General Quantin left the Véndée in 1797 to take up command of the 9th division at Nîmes. A year later he passed to the 8th division and moved to Aix, the main town in the area. Most citizens abstained from attending the primaries and for some there was a disgust for assisting in these assemblies, which were always live discussions that degenerated into acts of violence, whereas others were indifferent or convinced these elections were useless as the executive could override them at will. General Quantin addressed the subject, in the name of the French Directory, in a proclamation instructing the province's inhabitants to come to all these assemblies and to contribute their votes. Even so, what was done at these meetings continued to seem pointless to the Directory and it annulled electoral operations that same year, despite the most scrupulous observation of its regulatory decisions.

In year 10 (1801–02) he was called to join the Saint-Domingue expedition, commanded by general Charles Victor Emmanuel Leclerc, but returned to France in year 11 (1802–03) after Leclerc's death.
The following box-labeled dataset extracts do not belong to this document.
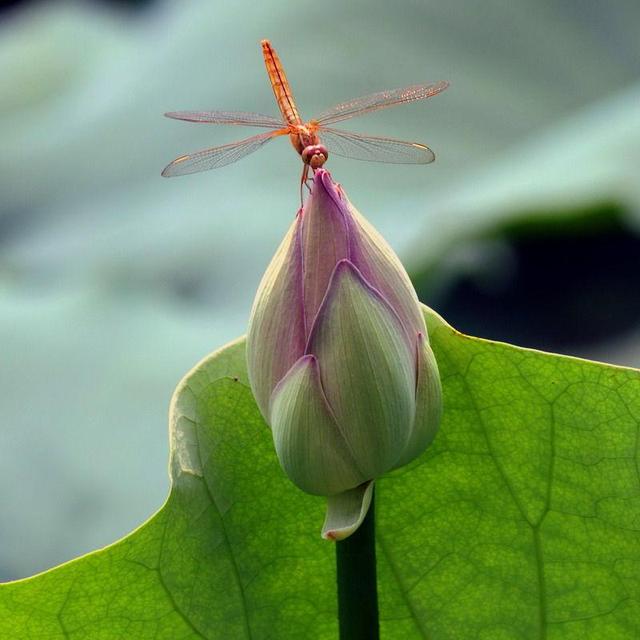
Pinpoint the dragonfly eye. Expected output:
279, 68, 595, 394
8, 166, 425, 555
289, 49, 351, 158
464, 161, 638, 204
302, 144, 329, 169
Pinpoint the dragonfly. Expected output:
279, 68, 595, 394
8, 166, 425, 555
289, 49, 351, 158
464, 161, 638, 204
162, 40, 449, 192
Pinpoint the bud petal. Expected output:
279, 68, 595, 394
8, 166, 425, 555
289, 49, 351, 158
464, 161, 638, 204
270, 356, 367, 495
322, 480, 373, 542
307, 260, 416, 479
247, 222, 306, 417
394, 333, 442, 468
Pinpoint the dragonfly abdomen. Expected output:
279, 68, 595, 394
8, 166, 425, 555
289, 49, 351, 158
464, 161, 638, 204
262, 40, 302, 124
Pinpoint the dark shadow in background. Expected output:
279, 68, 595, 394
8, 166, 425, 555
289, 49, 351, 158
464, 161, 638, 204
413, 204, 640, 355
0, 0, 155, 18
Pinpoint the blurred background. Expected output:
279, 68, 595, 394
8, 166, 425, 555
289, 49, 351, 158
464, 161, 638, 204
0, 0, 640, 580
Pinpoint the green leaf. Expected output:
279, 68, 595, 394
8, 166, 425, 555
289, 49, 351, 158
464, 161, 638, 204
0, 311, 640, 640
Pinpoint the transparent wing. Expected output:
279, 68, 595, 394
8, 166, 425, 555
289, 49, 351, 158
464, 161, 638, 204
315, 80, 449, 124
162, 129, 287, 178
164, 111, 282, 129
318, 127, 436, 164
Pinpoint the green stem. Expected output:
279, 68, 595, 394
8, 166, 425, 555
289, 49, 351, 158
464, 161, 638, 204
336, 493, 380, 640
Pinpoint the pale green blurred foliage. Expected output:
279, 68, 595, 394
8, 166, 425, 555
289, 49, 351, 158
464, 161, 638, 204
0, 0, 640, 577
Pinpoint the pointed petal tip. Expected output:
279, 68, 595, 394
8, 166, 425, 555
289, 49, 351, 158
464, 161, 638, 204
321, 480, 373, 542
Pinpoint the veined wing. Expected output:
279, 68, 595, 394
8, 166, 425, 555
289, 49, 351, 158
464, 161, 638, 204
318, 127, 436, 164
164, 111, 283, 129
315, 80, 449, 125
162, 129, 288, 178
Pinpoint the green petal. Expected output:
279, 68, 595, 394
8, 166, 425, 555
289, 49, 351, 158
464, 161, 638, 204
270, 356, 368, 496
307, 260, 416, 479
247, 219, 305, 422
394, 333, 442, 467
322, 480, 373, 542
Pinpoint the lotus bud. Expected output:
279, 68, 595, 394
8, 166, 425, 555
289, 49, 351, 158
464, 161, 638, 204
247, 169, 441, 540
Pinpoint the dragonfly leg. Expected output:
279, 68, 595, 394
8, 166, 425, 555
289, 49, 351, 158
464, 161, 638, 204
300, 164, 311, 206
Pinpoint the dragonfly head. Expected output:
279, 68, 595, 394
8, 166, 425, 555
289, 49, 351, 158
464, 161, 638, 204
300, 144, 329, 170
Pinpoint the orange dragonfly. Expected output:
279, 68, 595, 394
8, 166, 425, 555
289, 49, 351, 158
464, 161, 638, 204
162, 40, 449, 187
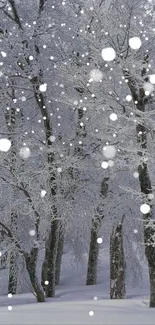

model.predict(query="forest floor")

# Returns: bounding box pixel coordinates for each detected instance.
[0,247,155,325]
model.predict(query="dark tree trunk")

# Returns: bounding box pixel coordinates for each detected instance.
[25,248,45,302]
[86,177,109,285]
[8,251,18,294]
[55,230,64,285]
[125,60,155,307]
[110,219,125,299]
[86,217,101,285]
[45,215,59,297]
[138,163,155,307]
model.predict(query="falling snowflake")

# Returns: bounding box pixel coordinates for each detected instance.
[19,148,31,159]
[1,51,7,58]
[101,47,116,61]
[144,82,154,96]
[49,135,56,142]
[39,83,47,92]
[133,172,139,178]
[140,203,151,214]
[89,310,94,316]
[90,69,103,82]
[21,96,26,102]
[29,229,36,237]
[126,95,132,102]
[101,161,108,169]
[129,37,142,50]
[108,160,114,167]
[109,113,118,122]
[103,146,117,159]
[148,193,154,200]
[41,190,47,197]
[0,139,11,152]
[149,74,155,84]
[44,280,49,286]
[97,237,103,244]
[8,293,12,298]
[0,0,7,8]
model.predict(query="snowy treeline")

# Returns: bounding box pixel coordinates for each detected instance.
[0,0,155,307]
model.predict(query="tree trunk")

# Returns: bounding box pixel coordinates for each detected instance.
[110,219,125,299]
[8,251,18,294]
[86,177,109,285]
[55,231,64,285]
[45,215,59,297]
[138,163,155,307]
[86,217,101,285]
[25,248,45,302]
[125,62,155,307]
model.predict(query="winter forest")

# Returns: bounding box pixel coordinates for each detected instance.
[0,0,155,325]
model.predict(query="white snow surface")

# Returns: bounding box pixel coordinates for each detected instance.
[0,248,155,325]
[0,296,155,325]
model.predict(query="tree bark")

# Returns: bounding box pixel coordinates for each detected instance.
[86,177,109,285]
[86,217,101,285]
[125,60,155,307]
[46,220,59,297]
[25,248,45,302]
[8,251,18,294]
[110,219,125,299]
[55,231,64,285]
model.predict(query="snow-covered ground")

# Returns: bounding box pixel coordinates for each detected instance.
[0,250,155,325]
[0,299,155,325]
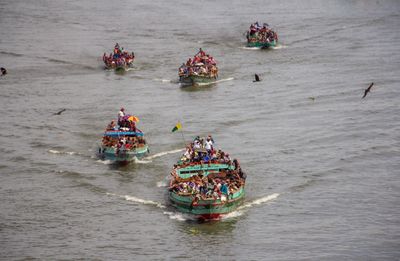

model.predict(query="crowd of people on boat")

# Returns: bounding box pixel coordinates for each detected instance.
[169,156,246,203]
[103,43,135,68]
[179,135,232,165]
[169,135,246,200]
[102,108,146,154]
[246,22,278,43]
[178,48,218,78]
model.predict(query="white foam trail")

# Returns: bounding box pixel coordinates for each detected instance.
[96,159,113,165]
[134,158,152,164]
[237,193,279,210]
[221,210,243,220]
[153,78,172,83]
[163,211,188,221]
[157,180,168,188]
[196,77,235,86]
[271,44,287,50]
[106,192,165,208]
[144,149,185,160]
[48,150,76,155]
[239,46,261,50]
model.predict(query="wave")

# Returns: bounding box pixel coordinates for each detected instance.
[134,158,152,164]
[196,77,235,86]
[239,46,261,50]
[144,149,185,160]
[271,44,287,50]
[157,180,168,188]
[153,78,173,83]
[237,193,279,211]
[106,192,166,208]
[48,150,78,155]
[163,211,191,221]
[96,159,113,165]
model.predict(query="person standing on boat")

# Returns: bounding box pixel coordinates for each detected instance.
[205,136,214,154]
[118,107,125,126]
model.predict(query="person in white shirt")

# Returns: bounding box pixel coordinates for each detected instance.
[205,136,214,151]
[118,108,125,126]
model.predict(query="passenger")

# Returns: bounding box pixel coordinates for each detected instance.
[205,136,214,151]
[118,108,125,126]
[106,120,115,131]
He was given the cross of the Légion d'honneur in year 12 (1804) and was made a commander of the order on 14 June 1804. He then held the command of Belle-Île-en-Mer for many years, heading several public works which made that port almost impregnable, but was removed from it in disgrace (though the causes of that disgrace remain unclear). He thus successfully requested to retire in 1811.